Exegi monumentum | страница 27



В моей жизни сдвиги произошли, возымели место решающие события, состоя­лось приобщение к тайнам. Но и в жизни Яши и Бори тоже. Даже более того: по части приобщения к тайнам они оба да-ле-ко опередили меня — так, во всяком случае, им казалось.


Рабочий день на станции технического обслуживания автомобилей, СТОА, начинается в 8.30; но это для клиентов, для тех горемык, что на рассвете, а для верности даже и задолго до рассвета, тe московской лиловой ночи топчутся у порога, ведя скрупулезную запись по номерам: номер — фамилия, номер — фамилия. В 8.30 им откроют ворота, врата, и начнется их, клиентов, рабочий день. Для администрации же, а также для мойщиц, слесарей, аккумуляторщиков и баллонщиков рабдень начинается в 8.

В 8, в 8.00, и ни минутою позже, начинается рабдень и для Бори Гундосова, слесаря-виртуоза, слесаря по-своему гениального,— лучше звать его по отчеству, Борисом Павловичем. Ровно в 8, с последним сигналом грустной, как пастушеская свирель, радиопищалки, надо быть на местах: переброситься новостями, пере­одеться в замасленные хламиды, проверить подъемники, позвякать инструментом, тем, что хранится в оцинкованных ящичках (и у каждого слесаря — свой хитроум­ный замочек).

В 7.50, в 7.55 к массивным воротам начинают стремглав слетаться автомоби­ли: в 8.00 все должны стоять на своих местах, так заведено, так однажды и навсегда решил директор СТОА Гринберг Семен Иосифович (золотистые «Жигу­ли», на ветровом стекле строгий орнамент, состоящий из сплетения шестеренок, на заднем стекле матово-золотой козырек с серебристой надписью-назиданием: «Не уверен — не обгоняй!»).

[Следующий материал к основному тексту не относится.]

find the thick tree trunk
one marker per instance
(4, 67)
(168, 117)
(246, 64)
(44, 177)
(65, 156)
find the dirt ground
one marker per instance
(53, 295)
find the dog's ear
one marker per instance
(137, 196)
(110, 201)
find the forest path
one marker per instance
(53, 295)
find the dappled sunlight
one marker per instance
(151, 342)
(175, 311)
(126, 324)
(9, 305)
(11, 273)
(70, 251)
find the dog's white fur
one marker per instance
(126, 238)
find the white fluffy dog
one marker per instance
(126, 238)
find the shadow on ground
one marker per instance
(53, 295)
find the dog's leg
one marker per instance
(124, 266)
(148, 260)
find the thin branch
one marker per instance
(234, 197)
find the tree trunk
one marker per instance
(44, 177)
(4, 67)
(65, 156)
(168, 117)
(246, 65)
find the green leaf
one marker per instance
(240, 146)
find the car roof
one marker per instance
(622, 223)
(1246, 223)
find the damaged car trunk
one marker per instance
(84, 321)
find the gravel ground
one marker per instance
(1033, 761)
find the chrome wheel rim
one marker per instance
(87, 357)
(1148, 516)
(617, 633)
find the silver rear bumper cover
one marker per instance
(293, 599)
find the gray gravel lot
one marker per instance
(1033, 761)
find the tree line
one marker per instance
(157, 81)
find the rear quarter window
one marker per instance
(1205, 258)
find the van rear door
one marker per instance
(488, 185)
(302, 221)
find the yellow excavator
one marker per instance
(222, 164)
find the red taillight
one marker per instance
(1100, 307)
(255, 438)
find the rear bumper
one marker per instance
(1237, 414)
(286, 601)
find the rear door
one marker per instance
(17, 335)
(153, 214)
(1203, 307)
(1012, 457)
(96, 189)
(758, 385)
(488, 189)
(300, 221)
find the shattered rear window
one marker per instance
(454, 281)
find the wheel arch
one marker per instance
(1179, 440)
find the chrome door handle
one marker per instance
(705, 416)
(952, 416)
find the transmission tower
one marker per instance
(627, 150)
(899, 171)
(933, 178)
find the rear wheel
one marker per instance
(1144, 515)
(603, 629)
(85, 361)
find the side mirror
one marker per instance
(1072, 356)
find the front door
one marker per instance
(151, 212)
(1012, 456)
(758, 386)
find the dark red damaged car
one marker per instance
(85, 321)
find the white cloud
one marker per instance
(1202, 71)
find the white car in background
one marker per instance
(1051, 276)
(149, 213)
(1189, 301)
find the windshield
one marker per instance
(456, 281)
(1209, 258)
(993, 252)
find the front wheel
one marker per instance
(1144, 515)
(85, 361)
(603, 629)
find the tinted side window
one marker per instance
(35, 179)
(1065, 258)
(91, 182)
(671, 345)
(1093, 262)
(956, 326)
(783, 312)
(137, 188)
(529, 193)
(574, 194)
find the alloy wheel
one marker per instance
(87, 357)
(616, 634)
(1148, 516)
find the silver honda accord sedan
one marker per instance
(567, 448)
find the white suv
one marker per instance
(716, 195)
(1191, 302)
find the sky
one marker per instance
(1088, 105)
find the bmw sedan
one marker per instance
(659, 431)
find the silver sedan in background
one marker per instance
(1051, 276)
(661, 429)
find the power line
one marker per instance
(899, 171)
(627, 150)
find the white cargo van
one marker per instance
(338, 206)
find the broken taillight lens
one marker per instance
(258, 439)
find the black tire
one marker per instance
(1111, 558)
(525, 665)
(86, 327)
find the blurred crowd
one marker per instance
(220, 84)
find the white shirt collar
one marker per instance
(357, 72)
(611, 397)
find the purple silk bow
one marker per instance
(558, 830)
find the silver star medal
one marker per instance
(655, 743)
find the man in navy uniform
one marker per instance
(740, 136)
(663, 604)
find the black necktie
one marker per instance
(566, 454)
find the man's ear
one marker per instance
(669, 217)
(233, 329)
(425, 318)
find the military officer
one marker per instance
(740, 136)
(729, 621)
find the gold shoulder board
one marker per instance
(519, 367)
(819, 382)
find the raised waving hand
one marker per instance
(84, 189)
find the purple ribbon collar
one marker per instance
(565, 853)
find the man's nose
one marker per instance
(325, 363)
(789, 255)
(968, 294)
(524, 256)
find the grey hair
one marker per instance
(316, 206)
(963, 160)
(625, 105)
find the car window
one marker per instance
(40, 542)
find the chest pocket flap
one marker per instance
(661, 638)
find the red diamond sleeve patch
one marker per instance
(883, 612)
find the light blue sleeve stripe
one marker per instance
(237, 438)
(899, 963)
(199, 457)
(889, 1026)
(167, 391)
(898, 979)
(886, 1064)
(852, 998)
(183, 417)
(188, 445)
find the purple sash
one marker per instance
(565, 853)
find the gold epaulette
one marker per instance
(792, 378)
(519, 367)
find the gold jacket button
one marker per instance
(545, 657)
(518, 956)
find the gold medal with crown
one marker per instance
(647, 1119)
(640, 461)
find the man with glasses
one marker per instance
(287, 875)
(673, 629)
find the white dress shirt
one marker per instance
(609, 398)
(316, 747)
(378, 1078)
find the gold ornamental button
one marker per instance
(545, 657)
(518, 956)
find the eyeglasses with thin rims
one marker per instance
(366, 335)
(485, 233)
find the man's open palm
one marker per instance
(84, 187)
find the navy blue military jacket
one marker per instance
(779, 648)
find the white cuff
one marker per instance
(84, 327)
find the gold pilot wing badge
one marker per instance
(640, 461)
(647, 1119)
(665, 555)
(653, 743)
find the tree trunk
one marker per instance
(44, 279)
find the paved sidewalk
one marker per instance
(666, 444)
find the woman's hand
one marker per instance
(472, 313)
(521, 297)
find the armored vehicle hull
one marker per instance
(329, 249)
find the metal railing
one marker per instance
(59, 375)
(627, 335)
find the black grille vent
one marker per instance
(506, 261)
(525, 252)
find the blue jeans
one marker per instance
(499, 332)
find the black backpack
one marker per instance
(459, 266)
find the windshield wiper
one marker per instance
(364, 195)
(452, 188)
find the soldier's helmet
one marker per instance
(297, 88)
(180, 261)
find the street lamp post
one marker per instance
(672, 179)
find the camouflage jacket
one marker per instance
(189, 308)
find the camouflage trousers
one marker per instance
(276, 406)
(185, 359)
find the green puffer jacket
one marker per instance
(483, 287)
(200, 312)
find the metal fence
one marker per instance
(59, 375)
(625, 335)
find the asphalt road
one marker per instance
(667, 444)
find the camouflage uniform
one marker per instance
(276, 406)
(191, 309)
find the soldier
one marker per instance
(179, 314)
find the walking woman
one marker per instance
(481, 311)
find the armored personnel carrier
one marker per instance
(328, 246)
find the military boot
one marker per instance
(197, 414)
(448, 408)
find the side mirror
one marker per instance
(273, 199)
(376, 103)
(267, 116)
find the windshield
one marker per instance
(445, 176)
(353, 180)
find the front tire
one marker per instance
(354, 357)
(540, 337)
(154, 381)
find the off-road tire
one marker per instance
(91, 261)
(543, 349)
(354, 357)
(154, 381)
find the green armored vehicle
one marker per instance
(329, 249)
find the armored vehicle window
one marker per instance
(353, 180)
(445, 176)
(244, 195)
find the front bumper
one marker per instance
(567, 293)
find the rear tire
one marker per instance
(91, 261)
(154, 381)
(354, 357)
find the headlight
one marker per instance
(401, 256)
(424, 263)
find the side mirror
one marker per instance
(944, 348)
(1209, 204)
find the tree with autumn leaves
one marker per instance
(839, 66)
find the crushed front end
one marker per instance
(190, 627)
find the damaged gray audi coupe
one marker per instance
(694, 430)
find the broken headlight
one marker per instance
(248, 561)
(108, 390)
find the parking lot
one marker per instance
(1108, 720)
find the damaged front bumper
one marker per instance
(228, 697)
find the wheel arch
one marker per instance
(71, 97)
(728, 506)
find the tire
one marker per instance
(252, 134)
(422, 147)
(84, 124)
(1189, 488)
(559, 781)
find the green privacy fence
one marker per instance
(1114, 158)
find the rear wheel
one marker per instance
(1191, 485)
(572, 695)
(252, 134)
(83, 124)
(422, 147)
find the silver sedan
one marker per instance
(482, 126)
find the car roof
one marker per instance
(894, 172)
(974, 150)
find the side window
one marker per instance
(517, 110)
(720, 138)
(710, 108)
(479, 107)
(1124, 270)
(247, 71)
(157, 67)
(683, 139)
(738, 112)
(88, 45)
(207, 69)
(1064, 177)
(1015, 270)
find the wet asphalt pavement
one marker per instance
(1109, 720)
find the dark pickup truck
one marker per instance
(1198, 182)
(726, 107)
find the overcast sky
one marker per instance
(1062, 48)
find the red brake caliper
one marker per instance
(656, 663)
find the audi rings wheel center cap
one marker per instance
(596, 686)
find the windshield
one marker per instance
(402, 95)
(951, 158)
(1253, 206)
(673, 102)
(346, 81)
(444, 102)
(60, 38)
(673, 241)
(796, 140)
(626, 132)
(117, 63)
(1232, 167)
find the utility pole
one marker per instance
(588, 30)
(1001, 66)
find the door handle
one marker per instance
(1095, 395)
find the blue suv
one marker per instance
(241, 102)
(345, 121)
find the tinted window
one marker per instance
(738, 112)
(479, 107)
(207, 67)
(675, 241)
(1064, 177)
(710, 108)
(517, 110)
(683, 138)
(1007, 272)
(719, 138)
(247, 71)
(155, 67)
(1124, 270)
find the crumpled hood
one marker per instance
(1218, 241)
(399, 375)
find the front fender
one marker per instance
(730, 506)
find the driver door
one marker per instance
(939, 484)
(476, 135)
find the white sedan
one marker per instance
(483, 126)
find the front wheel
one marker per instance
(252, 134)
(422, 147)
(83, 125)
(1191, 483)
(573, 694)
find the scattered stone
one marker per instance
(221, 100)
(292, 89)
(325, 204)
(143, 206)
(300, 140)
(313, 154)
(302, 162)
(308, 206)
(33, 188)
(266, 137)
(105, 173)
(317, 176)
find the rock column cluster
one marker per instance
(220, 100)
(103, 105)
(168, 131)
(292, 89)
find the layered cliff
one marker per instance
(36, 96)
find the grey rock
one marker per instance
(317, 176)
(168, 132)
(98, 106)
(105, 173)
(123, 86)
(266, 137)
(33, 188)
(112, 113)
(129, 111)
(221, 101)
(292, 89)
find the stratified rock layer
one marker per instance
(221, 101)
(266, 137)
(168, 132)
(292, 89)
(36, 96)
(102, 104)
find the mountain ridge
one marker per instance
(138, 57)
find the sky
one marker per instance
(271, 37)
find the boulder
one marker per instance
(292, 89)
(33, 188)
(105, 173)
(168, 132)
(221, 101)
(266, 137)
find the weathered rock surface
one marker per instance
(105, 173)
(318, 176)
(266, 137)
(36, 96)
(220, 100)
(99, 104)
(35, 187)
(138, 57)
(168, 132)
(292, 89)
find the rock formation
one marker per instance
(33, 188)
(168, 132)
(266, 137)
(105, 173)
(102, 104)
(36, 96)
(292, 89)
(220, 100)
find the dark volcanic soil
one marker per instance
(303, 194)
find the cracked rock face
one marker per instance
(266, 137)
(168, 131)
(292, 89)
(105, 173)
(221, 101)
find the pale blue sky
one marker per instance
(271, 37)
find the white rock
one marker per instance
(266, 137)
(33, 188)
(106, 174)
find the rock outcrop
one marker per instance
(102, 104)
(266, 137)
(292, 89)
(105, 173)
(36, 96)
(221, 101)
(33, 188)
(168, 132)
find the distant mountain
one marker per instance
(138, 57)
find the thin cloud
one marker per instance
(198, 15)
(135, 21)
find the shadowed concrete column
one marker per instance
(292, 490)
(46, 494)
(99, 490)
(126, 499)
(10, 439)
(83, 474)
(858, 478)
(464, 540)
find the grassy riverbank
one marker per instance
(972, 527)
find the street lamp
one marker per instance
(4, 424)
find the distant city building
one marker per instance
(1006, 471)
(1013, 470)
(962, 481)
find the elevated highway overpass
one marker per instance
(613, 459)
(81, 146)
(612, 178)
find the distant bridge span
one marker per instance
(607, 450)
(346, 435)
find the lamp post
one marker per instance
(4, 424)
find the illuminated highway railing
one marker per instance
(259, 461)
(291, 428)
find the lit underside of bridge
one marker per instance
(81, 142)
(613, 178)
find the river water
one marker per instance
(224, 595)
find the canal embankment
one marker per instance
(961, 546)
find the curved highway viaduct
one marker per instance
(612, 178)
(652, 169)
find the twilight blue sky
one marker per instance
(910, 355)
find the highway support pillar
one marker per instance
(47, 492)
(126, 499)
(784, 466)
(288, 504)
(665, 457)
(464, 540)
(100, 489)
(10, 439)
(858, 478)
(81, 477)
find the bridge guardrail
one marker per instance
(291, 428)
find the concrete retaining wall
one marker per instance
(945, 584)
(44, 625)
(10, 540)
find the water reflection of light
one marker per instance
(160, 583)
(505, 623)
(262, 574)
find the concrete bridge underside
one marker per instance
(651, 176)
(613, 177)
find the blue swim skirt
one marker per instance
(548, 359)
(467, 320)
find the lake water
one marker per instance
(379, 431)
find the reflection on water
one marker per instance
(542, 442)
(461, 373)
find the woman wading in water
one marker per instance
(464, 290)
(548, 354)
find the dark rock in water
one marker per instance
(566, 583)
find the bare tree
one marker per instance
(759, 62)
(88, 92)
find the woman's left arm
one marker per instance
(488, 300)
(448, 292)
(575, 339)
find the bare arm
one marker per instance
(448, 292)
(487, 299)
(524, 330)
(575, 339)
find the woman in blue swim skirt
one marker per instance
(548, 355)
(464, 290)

Сам Семен Иосифович прибывает в 7.59, когда во двор СТОА уже въехали баллонщик, антикоррозийщик, главный инженер, сменный мастер Саша Толкунов («Жигули» багряные, на заднем стекле надпись: «Lada-export»). Въехали они, скользнув вдоль длиннющей очереди шоколадных, серых, голубых и желтеньких автомобилей, посигналив, если унылый вахтер, которого за гигантский рост и за обвисшие усы раз и навсегда кто-то прозвал дядей Степой, хотя бы на мгновение помедлит нажать кнопку, раздвинуть створки ворот: те, что в очереди, по списку, с номерами и с кое-как нацарапанными фамилиями, провожали их, въезжавших, взглядами подхалимски слащавыми, взглядами строптивыми или же угрюмо тюремными взглядами: так, наверное, когда-нибудь, чрезвычайно давно, в Древ­нем Риме, выстроившиеся для утренней разнарядки рабы рассмотреть старались каких-нибудь распорядителей работ, тоже, конечно, рабов, но рабов, снискавших расположение невидимого хозяина, облеченных его доверием и непререкаемо распоряжавшихся пахнувшей чесноком и потом толпой рабов низших, неопыт­ных, рабов начинающих, так сказать, рабов-новичков.